India remained the world’s top arms and weapon systems importer, with 30 percent of it coming from France which has unseated the United States of America (USA) to become the second largest supplier to New Delhi, said a Stockholm International Peace Research Institute (SIPRI) report released on Monday.

Despite leading amongst the group of arms-importing nations, India’s defence imports declined by 11 per cent between 2013–17 and 2018–22 due to “complex procurement process, efforts to diversify arms suppliers and attempts to replace imports with local designs,” the SIPRI finding on global military spending stated.

India is followed by Saudi Arabia, Qatar, Australia and China, highlighted SIPRI on the basis of global data and deals.

Growing ties with Paris

The United States and France have emerged as the main beneficiaries of the Russia-Ukraine war. While Russian arms exports to India, which is one of the largest recipients of defence equipment since Soviet era, fell by 37 percent, the void created is being filled by France. SIPRI report also seconds New Delhi’s growing ties with Paris, as the data clearly points out that “India received 30 per cent of France’s arms exports in 2018–22, and France displaced the USA as the second largest supplier of arms to India after Russia”.

The report observed that five arms exporting countries -- other than top three USA, Russia and France -- saw their sales falling. China’s decline is 23 percent, Germany-35 percent, the United Kingdom- 35 percent, Spain-4.4 percent and Israel-15 percent.

The two nations who bucked the trend with impressive increase in export are South Korea with 74 percent and Italy with 45 percent.

Rise in European transfers

“Even as arms transfers have declined globally, those to Europe have risen sharply due to the tensions between Russia and most other European states,” said Pieter D Wezeman, Senior Researcher with the SIPRI Arms Transfers Programme. Following Russia’s invasion of Ukraine, European states want to import more arms, faster, it emphasised.

Overall, US arms exports increased by 14 per cent between 2013–17 and 2018–22. And the USA accounted for 40 per cent of global arms exports in 2018–22. While Russia’s arms exports fell by 31 per cent between 2013–17 and 2018–22, and its share of global arms exports decreased from 22 per cent to 16 per cent, while France’s share increased from 7.1 per cent to 11 per cent, the SIPRI observed. The Putin administration, however, has been able to sell arms 39 percent more to China and 44 percent to Egypt, and they became Russia’s second and third largest recipients.

The other hand, imports by Pakistan have gone by 14 per cent, with China being its main supplier, the SIPRI findings stated.

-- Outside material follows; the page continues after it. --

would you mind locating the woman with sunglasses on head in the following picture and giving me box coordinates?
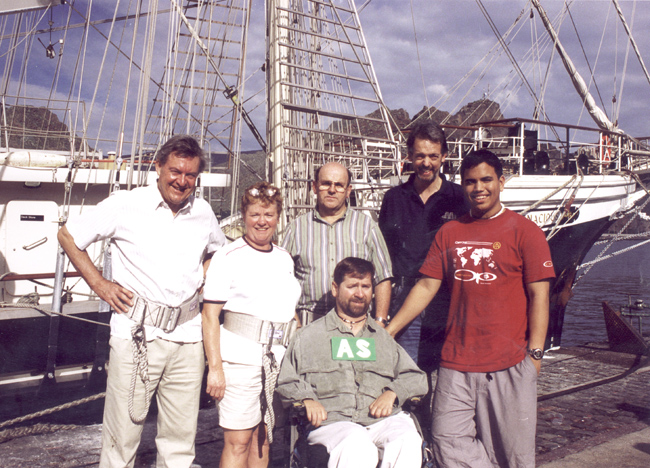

According to the report, the arms race is visible in Asia and Oceania as a whole, which received 41 per cent of major arms transfers in 2018–22, though a slightly smaller share than in 2013–17. Six states -- India, Australia, China, South Korea, Pakistan and Japan -- in the region were among the 10 largest importers globally in 2018–22, it stated. “Growing perceptions of threats from China and North Korea have driven rising demand for arms imports by Japan, South Korea and Australia, notably including for long-range strike weapons,” said Siemon T. Wezeman, Senior Researcher with the SIPRI Arms Transfers Programme. The main supplier for all three is the USA.